Test and Corporation Acts
After the collapse of Cromwell's Puritan regime in 1660, Parliament passed the Test and Corporation Acts, to keep non-Anglicans out of all civil or military office. The laws remained in place until 1828.
The 1660 Restoration also saw Baptist and Quaker churches being outlawed, and mob violence against Dissenting churches. The Toleration Act of 1689 granted religious freedom to all Protestant Dissenters.
The Tolpuddle martyrs were a group of Methodists, led by a Methodist preacher who formed a trade union to campaign against low and falling wages in their Dorset village.
They were sentenced to seven years transportation in Australia, but because of mass protest were pardoned after three years.

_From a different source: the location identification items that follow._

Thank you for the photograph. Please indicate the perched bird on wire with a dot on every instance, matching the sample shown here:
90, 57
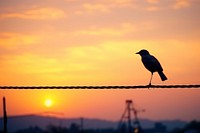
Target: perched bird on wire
152, 64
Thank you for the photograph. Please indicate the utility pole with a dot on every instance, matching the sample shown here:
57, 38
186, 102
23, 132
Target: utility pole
4, 116
127, 116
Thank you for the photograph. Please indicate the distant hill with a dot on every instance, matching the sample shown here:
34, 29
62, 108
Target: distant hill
20, 122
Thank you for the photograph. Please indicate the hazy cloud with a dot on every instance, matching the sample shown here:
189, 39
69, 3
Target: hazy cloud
36, 14
181, 4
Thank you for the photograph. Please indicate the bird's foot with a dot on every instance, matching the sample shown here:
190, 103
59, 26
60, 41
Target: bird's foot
149, 85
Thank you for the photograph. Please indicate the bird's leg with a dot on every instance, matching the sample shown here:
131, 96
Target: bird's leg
150, 80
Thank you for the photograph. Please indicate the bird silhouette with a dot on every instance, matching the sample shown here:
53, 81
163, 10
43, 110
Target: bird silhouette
151, 64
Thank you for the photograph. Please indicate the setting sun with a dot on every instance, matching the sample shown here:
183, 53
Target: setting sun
48, 103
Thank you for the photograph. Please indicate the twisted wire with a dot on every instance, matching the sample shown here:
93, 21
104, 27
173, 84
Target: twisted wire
102, 87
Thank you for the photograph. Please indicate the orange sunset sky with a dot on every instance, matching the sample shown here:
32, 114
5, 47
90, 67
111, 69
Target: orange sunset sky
93, 42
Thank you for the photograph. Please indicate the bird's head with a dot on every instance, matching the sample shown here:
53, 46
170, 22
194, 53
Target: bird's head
143, 52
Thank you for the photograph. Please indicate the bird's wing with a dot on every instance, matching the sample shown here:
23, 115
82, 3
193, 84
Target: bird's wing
151, 63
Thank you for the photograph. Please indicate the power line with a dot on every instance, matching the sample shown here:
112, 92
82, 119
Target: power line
101, 87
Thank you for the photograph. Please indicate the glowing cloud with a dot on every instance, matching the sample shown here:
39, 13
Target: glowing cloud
179, 4
40, 14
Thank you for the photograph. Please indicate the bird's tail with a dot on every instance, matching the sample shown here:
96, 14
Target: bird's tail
162, 76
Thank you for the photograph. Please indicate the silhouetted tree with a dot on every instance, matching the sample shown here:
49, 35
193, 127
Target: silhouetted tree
56, 129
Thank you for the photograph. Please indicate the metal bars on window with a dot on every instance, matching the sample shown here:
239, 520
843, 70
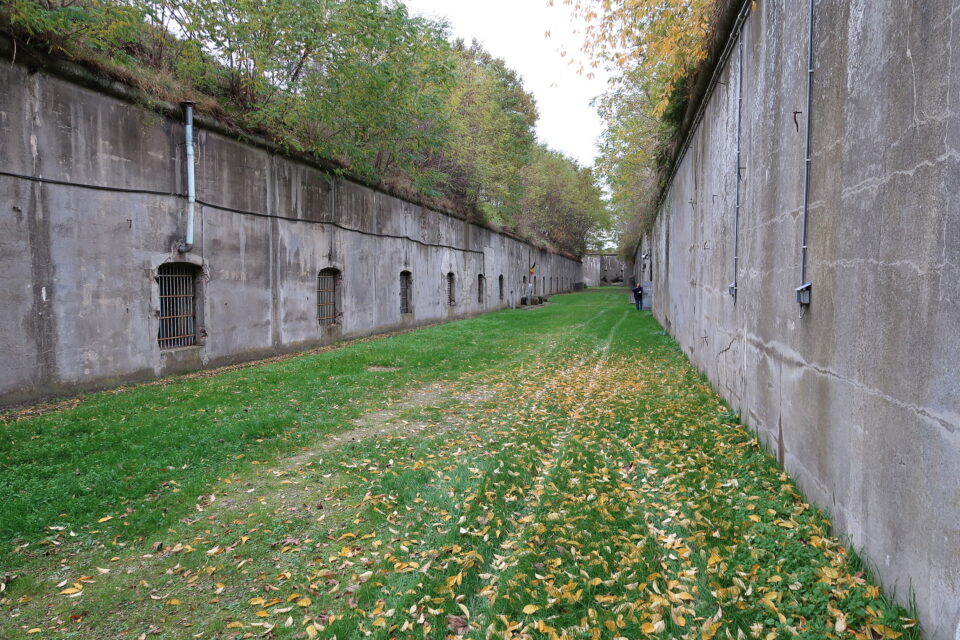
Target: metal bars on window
406, 286
328, 297
178, 321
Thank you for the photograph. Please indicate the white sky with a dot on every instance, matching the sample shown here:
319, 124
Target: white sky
514, 30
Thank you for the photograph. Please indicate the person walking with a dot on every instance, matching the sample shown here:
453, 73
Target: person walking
638, 295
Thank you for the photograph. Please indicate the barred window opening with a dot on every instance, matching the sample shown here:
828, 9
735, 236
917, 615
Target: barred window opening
328, 297
406, 286
178, 320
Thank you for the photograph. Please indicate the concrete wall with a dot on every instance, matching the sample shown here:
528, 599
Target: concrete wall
859, 393
80, 249
599, 268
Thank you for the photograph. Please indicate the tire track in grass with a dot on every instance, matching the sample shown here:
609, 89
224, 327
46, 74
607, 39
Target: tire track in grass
555, 452
511, 449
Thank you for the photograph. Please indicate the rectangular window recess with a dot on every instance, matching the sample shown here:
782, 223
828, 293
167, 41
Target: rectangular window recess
178, 324
328, 297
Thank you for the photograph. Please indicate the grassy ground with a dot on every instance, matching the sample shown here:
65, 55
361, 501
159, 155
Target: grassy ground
553, 473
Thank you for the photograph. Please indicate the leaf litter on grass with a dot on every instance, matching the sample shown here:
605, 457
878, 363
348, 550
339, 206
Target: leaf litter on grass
596, 489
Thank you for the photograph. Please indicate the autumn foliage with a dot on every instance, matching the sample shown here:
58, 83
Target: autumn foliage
362, 83
654, 48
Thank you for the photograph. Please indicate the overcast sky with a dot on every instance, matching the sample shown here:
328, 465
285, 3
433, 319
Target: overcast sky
514, 30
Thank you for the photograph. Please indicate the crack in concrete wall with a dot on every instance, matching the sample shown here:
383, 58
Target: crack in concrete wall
859, 398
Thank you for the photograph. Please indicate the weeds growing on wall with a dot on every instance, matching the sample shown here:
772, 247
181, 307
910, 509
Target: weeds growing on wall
381, 93
656, 49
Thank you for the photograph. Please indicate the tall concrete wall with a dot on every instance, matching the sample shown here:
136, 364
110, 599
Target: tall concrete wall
599, 268
89, 189
859, 393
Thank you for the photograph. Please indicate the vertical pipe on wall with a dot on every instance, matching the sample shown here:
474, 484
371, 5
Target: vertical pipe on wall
187, 243
803, 291
736, 214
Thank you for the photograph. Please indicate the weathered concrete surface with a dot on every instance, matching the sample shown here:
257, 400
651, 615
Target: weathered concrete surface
79, 250
860, 396
601, 268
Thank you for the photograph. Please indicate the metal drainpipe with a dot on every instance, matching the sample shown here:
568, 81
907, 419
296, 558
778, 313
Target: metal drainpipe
803, 291
187, 244
736, 216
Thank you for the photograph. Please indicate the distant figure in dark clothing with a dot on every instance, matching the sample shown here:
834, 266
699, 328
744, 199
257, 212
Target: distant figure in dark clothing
638, 295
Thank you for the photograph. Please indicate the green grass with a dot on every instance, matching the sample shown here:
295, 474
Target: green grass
572, 476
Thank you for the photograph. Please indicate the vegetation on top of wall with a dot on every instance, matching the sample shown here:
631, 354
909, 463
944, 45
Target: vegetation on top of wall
658, 50
381, 94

William was an early Protestant scholar who made a ground-breaking translation of the Bible into English from exile in Europe.
On the orders of Henry VIII he was executed before the work was finished, but it's estimated that 80% of the King James Bible is the words of Tyndale.
The 18th-century English enlightenment saw a widespread loss of confidence in Christian mysteries such as the Trinity, and Theophilus Lindsey formed the first Unitarian Church in London in 1773.
An illegal Protestant church met in boats and pubs in London during the time of Queen Mary's bonfires.
It was infiltrated by spies and had to keep moving to avoid the soldiers. It shut up shop when the Protestant Elizabeth came to the throne, but radical puritans revived it.